Release Date: 06/17/13
Kenric St. James is out for revenge. Over 300 years ago, an ancient female vampire turned him against his will and killed the woman he loved. He’s spent more than a century building an Enclave of warrior vampires who have sworn to defend humanity against his evil sire and her minions. But when Kenric finds a woman he finally burns to claim as his own again, Kenric knows loving her means giving his sire another target.
Emily Ross just wanted a fresh start. She’s a survivor, coming off the tail end of an abusive relationship, and craves time alone to learn who she is and to save the home that holds her heart. The last thing she needed was a controlling, alpha male calling all the shots.
Meeting Kenric might just have changed her mind, though. He is wrong for her in all the right ways. But in order to keep her heart from breaking, he first has to keep the hoards of evil vamps from stealing her very breath.
My thoughts on the book:
As other reviewers have stated, nothing about Undying Destiny was that unique, including the characters. I found myself bored more often than I should have been, considering all that was going on. Also, the multiple points of view didn't really work for me. Furthermore, the way the plot was handled left no sense of mystery to the story.

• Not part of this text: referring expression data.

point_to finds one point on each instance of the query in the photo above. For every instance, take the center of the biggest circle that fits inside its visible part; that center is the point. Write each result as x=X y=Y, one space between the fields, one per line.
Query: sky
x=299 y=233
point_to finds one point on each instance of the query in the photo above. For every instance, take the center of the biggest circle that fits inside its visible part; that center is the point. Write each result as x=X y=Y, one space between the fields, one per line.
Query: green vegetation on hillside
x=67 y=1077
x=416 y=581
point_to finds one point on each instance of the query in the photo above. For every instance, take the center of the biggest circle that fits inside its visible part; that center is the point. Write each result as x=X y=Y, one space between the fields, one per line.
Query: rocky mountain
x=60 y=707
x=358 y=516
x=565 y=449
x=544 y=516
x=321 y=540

And finally, while the writing was well-done, it wasn't exactly captivating. If you're looking for a pointless romance, then this book is for you. If you're looking for depth of plot, then I'd skip this one.
For the characters' pasts, they didn't really act believably, in my opinion. They opened up about what happened way too much, and they also were magically cured through love or some other bs. I didn't buy that, and while this novel does address some very important issues, such as the rape of men by women (which is for the most part ignored and needs to be talked about), how the characters handled things almost downplayed the importance of such issues. However, at least the author is trying to open a dialogue (at least I assume that's what she's doing instead of just including stuff for plot's sake), and that is commendable. The characters themselves were okay, but didn't stand out much. I liked Emily just fine, but she's not a memorable character. The same can be said for Kenric. While Marguerite is abhorrent, she's still not an extraordinary villain.

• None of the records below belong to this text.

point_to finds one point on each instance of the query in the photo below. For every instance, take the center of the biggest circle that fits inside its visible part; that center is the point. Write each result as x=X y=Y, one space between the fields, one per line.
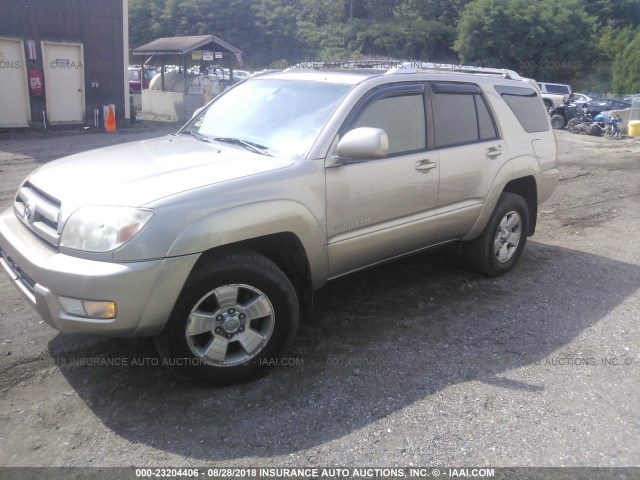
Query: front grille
x=39 y=212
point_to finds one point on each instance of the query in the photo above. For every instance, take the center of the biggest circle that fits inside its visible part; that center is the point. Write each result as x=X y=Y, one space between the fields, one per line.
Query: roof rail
x=344 y=65
x=415 y=66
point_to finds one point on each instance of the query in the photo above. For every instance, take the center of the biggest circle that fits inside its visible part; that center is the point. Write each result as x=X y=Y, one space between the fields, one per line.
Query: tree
x=626 y=69
x=547 y=39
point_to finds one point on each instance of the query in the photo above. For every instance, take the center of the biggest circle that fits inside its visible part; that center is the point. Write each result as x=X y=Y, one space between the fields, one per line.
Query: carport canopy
x=182 y=46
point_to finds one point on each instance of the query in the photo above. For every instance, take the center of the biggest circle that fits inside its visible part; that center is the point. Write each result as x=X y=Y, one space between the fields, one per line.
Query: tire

As I previously mentioned, the multiple points of view didn't work, and this is because no character had a unique voice. They all spoke relatively the same, and there were no distinguishing dialogue choices to make the multiple POVs add anything to the story. The only thing that they did do is kill any sense of mystery that could have been present in the plot. Lee is a decent writer, but nothing was extremely captivating or entrancing. I didn't connect to the emotions of the characters, nor did I have an easy time picturing the surroundings even though the descriptions were top notch. Some writing is just hard to connect to, and that was the case in this novel. I'm not sure if it was because of the characters making no sense to me or if it was because it just didn't "click" for me.
Overall, I'd recommend this book to people who love romance, but don't really care about realistic character and relationship development or a solid plot. It's not a bad book, but it definitely is not my favorite either.